The Route Chatsworth is not going to happen. Margene woke up sick as a dog, barely able to get out of bed if she was so inclined ... and she definitely was not so inclined. So we had to tell Cousin Judith and husband they were on her own this time. Disappointing on several levels, but also smart on several levels as well. Rest is the best medicine for Margene right now and Judith is going in for a knee replacement in a week (everybody's doing it!) so couldn't chance picking up something from Margene.

So with my child bride down for the count, John took me out for a short historical tour of Belper. That isn't as unlikely as it may sound. Belper is an old mill town. Back in the late 1700s to mid 1800s, 90% of the stockings that were sold worldwide! were made right here, most of those in the Strutt mill.

A bit of history: Cotton spinning was carried out on the Belper Mills site from c 1776 to the early 1990s when the English Sewing Company finally closed down their modern spinning operations. Strutt’s first ‘North Mill’, a timber-framed building, was completed in 1786. Fire was a major hazard for early cotton factories. Cotton fiber filled the air, lighting was by candle or oil lamp, machinery had to be oiled constantly and some processes involved metal parts beating against each other and creating sparks. North Mill burned down in 1803, uninsured.

The founder's son, William, designed the replacement mill (photo below) which houses a museum today, along with office suites (and a lot of still empty space!) He brought in a number of innovations including an iron ‘fire-proof’ frame. This was widely copied and became a template for modern skyscraper engineering. At its peak, the Strutt mills employed almost 2000 people, most of them women and children. They'd work cheaper than men would and were small enough to get under the machines when a thread broke or something needed fixing!

(BTW, they'd often do the fixing while the machine was still running! OSHA would've had a heart attack!)


John and I had lunch at the Hurt Arms pub after we discovered his first choice pub was closed for a wake. The bar at Hurt Arms seemed more like Christmas in a discount brothel than a serious restaurant, but they dispensed all the right stuff. We had baguette sandwiches on a sunny outdoor patio. I was reminded again how critical the quality of the bread is to a great sandwich. In this case, the soft interior and crunchy exterior of the bread made the combination of chicken breast, caramelized red onions and watercress memorable. British pubs seem to be big on trough urinals in their mens rooms. I don't know exactly why that was worth a picture, but here is is anyway!
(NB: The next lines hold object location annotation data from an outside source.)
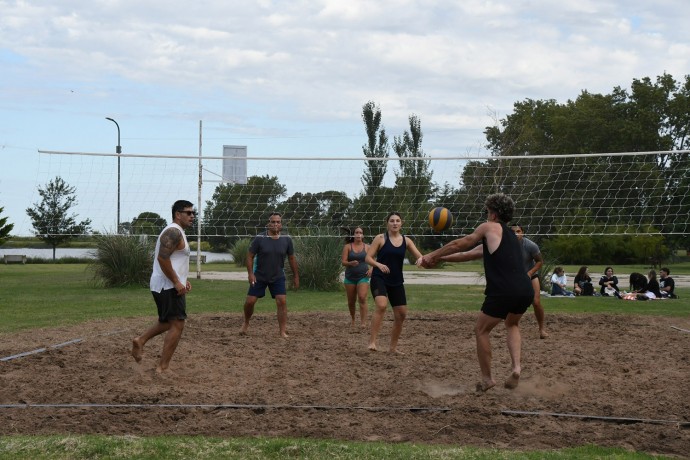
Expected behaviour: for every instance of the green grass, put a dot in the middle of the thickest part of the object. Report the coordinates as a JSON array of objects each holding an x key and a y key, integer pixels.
[
  {"x": 203, "y": 447},
  {"x": 51, "y": 295},
  {"x": 30, "y": 296}
]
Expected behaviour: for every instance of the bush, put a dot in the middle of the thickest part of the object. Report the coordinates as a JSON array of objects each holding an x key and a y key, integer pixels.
[
  {"x": 122, "y": 260},
  {"x": 318, "y": 255},
  {"x": 239, "y": 251}
]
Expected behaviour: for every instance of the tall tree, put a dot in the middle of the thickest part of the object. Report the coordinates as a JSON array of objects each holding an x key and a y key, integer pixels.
[
  {"x": 5, "y": 228},
  {"x": 652, "y": 116},
  {"x": 376, "y": 147},
  {"x": 51, "y": 219},
  {"x": 413, "y": 186}
]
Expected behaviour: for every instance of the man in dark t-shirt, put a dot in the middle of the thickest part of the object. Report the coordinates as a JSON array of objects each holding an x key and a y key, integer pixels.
[
  {"x": 508, "y": 288},
  {"x": 269, "y": 250}
]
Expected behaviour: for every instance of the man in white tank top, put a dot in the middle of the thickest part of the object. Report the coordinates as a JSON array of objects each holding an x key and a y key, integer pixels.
[{"x": 169, "y": 284}]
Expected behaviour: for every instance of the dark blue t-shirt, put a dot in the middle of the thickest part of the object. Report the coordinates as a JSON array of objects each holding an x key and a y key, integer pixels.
[{"x": 269, "y": 256}]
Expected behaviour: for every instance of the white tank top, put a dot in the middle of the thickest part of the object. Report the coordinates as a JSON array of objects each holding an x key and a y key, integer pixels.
[{"x": 179, "y": 260}]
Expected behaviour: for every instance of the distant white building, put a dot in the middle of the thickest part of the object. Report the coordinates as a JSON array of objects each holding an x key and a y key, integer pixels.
[{"x": 235, "y": 164}]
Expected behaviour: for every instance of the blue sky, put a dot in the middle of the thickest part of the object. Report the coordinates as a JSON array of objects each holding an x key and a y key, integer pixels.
[{"x": 290, "y": 78}]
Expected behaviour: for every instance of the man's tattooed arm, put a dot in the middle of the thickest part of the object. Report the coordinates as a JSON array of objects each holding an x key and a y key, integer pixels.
[{"x": 170, "y": 240}]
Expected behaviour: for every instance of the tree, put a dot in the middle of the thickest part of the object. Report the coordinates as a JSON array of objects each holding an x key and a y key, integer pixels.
[
  {"x": 322, "y": 209},
  {"x": 51, "y": 219},
  {"x": 238, "y": 210},
  {"x": 653, "y": 116},
  {"x": 413, "y": 186},
  {"x": 147, "y": 223},
  {"x": 5, "y": 228},
  {"x": 376, "y": 147}
]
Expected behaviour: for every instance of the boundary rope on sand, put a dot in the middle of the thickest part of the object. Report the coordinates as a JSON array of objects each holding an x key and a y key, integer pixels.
[
  {"x": 597, "y": 417},
  {"x": 223, "y": 406}
]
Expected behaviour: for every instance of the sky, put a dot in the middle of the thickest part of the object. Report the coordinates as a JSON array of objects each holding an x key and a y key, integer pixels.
[{"x": 289, "y": 78}]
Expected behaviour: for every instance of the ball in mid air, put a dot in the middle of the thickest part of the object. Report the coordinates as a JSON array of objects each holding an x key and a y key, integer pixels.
[{"x": 440, "y": 219}]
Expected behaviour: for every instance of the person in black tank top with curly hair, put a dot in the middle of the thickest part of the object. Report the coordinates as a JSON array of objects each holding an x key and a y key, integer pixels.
[
  {"x": 508, "y": 288},
  {"x": 386, "y": 255}
]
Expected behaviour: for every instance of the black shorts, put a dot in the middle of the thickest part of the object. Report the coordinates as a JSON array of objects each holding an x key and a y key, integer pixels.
[
  {"x": 396, "y": 294},
  {"x": 500, "y": 306},
  {"x": 170, "y": 305}
]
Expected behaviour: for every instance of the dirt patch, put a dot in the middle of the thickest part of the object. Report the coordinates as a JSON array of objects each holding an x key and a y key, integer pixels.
[{"x": 323, "y": 382}]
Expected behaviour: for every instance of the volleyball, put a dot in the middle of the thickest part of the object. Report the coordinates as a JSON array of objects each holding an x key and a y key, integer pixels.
[{"x": 440, "y": 219}]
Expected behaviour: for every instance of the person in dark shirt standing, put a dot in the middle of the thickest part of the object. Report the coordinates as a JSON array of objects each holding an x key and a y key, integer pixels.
[
  {"x": 533, "y": 261},
  {"x": 270, "y": 249},
  {"x": 386, "y": 256},
  {"x": 509, "y": 290}
]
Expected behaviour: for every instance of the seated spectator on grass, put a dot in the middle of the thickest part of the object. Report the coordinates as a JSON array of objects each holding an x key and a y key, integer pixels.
[
  {"x": 642, "y": 288},
  {"x": 559, "y": 283},
  {"x": 608, "y": 283},
  {"x": 583, "y": 282},
  {"x": 653, "y": 285},
  {"x": 666, "y": 283},
  {"x": 638, "y": 282}
]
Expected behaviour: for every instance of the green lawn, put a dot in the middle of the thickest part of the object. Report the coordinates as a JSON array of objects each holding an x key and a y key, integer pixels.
[{"x": 50, "y": 295}]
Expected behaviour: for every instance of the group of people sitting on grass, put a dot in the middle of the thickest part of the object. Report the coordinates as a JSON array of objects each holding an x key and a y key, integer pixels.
[{"x": 641, "y": 287}]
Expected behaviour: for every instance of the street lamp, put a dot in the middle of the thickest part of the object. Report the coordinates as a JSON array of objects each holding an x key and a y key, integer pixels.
[{"x": 118, "y": 150}]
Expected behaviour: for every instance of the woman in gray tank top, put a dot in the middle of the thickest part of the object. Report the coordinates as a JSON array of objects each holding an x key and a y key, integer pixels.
[{"x": 357, "y": 274}]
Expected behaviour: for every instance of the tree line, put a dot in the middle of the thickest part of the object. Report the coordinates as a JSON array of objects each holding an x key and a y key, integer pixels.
[{"x": 654, "y": 115}]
Operating since 1804, Strutt's North Mill is now a key element of the Derwent Valley Mills World Heritage Site. (John was quick to point out that puts Belper in the same league as the Taj Mahal!) Many of the Strutt buildings were demolished in the 1950s and 60s so North Mill and the nearby weir give just an idea of the vast mill site and the impact it had on the town. Near the mill site is The Long Row, tiny cottages for the mill workers, now quite sought-after. As we walked up the cobbled street, we ran into Bryan, one of the residents and a mapmaker/historian John had met before. He invited us into his home at No. 7 and went on in great detail about the houses and the area.

The bridge across the road is part of the original mill. The small dark squares you see above the sidewalk arches are actually rifle ports cut into the original stone for self-defense. In the early days of the Industrial Revolution, mills like these were under contant threat of attack from the Luddites, 19th-century English textile workers (or self-employed weavers who feared the end of their trade) who protested against newly developed labor-economizing technologies by destroying machinery and burning the mills, primarily between 1811 and 1816. The stocking frames, spinning frames and power looms introduced during the Industrial Revolution threatened to replace them with less-skilled, low-wage laborers, leaving them without work.

Judy Grear at leisure. What good is a window seat on a sunny afternoon if you can't relax and enjoy it?